Today, given the conservative bent of the highest court in the land, many of use are not as optimistic as Dr. King once was about their willingness to preserve fairness. One expected decision is Fish v. The University of Texas.
This is a higher education case where the court will decide where the court must decide whether the school can use race as one factor among many others in the admissions process. Not many are expecting the court to uphold affirmative action and many more are just hoping the impact of the decision will be minimal and not overly broad therby impacting far more than education — expanding into employment and business opportunities.
I am uneasy about what the court will decide. You see, as an African-American woman, I am a beneficiary of affirmative action — both formal and informal programs. Perhaps I would not be sitting here as a lawyer without it.

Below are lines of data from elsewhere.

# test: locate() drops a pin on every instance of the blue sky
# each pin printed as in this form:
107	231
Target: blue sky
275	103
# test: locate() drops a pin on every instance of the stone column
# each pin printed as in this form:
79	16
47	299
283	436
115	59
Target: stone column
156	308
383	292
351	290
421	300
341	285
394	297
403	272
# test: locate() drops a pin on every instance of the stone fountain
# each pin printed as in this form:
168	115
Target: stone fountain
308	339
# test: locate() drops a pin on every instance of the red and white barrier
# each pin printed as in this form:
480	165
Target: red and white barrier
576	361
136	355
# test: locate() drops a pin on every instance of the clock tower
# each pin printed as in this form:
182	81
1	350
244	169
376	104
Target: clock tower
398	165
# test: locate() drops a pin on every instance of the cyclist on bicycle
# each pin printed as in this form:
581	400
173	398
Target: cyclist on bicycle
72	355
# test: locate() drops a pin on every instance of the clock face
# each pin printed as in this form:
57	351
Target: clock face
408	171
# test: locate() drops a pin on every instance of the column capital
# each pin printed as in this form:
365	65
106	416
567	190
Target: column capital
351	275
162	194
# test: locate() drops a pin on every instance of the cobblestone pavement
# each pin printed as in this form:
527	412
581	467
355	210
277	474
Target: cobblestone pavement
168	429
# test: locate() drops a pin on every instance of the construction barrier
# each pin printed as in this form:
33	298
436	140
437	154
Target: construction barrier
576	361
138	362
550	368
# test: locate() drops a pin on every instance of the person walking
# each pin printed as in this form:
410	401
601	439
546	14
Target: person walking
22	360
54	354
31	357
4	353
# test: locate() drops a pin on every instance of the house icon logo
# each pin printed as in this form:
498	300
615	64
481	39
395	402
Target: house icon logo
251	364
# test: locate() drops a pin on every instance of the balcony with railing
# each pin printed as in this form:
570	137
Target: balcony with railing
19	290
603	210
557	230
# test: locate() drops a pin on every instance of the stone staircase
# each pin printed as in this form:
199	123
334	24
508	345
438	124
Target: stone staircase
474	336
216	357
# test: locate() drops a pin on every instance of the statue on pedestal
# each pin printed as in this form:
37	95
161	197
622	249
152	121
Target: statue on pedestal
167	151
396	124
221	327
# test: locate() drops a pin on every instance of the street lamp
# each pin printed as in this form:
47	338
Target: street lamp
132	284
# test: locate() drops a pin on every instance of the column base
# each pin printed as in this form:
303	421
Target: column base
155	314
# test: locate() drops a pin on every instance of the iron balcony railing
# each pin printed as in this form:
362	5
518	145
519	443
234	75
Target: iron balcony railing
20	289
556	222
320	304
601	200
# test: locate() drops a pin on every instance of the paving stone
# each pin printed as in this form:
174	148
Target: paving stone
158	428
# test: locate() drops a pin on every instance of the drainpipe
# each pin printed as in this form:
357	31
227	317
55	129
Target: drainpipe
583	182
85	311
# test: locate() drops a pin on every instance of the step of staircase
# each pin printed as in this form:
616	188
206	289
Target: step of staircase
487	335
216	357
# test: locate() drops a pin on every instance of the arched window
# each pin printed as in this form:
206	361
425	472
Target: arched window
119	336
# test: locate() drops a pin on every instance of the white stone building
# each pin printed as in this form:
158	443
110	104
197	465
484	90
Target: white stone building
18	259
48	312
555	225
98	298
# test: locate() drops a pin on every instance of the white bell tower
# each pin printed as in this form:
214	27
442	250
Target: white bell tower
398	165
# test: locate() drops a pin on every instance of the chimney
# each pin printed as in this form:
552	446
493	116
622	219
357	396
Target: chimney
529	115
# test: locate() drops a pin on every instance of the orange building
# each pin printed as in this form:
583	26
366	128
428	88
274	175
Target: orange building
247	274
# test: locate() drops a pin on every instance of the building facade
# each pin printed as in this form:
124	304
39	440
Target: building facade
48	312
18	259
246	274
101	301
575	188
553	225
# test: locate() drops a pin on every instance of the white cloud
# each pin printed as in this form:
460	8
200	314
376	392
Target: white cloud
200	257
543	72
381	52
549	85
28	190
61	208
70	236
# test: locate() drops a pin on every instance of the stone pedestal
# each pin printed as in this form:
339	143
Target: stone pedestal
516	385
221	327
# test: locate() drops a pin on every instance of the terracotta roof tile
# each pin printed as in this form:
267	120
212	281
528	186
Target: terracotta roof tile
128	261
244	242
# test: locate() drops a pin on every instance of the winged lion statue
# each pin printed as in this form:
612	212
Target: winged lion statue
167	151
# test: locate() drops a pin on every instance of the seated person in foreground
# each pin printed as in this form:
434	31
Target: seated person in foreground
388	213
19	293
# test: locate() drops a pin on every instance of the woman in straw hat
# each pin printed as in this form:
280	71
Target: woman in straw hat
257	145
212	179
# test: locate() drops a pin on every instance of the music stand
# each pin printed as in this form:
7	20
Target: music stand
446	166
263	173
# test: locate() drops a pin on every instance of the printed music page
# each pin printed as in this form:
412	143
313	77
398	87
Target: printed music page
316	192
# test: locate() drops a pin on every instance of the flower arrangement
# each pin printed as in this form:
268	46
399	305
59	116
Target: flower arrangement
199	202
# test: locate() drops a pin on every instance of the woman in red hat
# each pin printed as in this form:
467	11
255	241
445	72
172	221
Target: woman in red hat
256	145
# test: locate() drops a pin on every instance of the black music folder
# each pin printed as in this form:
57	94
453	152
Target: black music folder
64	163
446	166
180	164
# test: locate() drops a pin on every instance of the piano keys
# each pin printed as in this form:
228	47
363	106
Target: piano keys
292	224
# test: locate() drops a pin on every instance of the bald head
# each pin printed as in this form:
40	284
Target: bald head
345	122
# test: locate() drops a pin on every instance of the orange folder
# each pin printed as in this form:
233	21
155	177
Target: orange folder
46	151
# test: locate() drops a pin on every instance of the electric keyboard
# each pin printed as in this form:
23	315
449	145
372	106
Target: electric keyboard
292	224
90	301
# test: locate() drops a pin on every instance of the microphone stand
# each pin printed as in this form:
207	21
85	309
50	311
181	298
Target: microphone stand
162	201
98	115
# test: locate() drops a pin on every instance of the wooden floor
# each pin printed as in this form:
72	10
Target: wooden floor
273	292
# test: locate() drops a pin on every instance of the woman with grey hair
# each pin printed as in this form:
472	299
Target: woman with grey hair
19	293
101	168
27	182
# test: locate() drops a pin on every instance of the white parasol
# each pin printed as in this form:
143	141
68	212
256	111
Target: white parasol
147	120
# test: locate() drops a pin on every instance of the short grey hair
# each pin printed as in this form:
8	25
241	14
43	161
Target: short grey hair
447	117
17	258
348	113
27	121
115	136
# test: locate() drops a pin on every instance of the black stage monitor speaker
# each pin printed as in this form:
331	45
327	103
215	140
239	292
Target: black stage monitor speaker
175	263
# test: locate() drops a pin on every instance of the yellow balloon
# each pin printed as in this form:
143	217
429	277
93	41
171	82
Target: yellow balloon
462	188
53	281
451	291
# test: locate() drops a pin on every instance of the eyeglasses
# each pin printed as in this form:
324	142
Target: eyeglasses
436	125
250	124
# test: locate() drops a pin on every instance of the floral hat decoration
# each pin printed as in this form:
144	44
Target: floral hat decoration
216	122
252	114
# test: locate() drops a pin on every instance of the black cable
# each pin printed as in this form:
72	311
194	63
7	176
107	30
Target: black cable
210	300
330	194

Affirmative action is defined as any measure that permits the consideration of race, national origin, sex, or disability, along with other criteria to provide opportunities to individuals who have either historically or actually been denied those opportunities and/or to prevent the recurrence of discrimination in the future.
I find myself constantly engaged in discussions — arguments even — on whether America is post-racial or if people have arrived because we have out first black president Barack Obama.
His election demonstrates just how complicated America really is. Folks now have what’s described as “diversity fatigue” and support for affirmative action has waned. But have you looked around? Disparities for communities of color remain unreasonably high!
There are grave disparities in unemployment, wealth accumulation, representation in Congress, state legislatures, and even city councils.
There are disparities in access to education, graduation rates, and education funding.
On most fronts, people of color continue to lag behind the majority.
So, I often wonder when listening to all the rhetoric about affirmative action: How can you have bootstraps to pull yourself up with if you have no boots? How can you have equal access to education with little to no financial resources? How can you be judged by the content of your character or in this instance, the content of your report card, when all they see is the color of your skin and the associated stereotypes?
It’s 2013 and we’ve yet to truly overcome. Maybe it’s not the best policy. But it is much better than nothing. I am reminded of President Clinton’s famous remarks about affirmative action policies in 1995:
“Let me be clear. Affirmative action has been good for America. We should have a simple slogan, mend it — but don’t end it.”
I pray this nation’s highest court will do the right thing by protecting future opportunities and preserving justice, equal access and fairness for all Americans.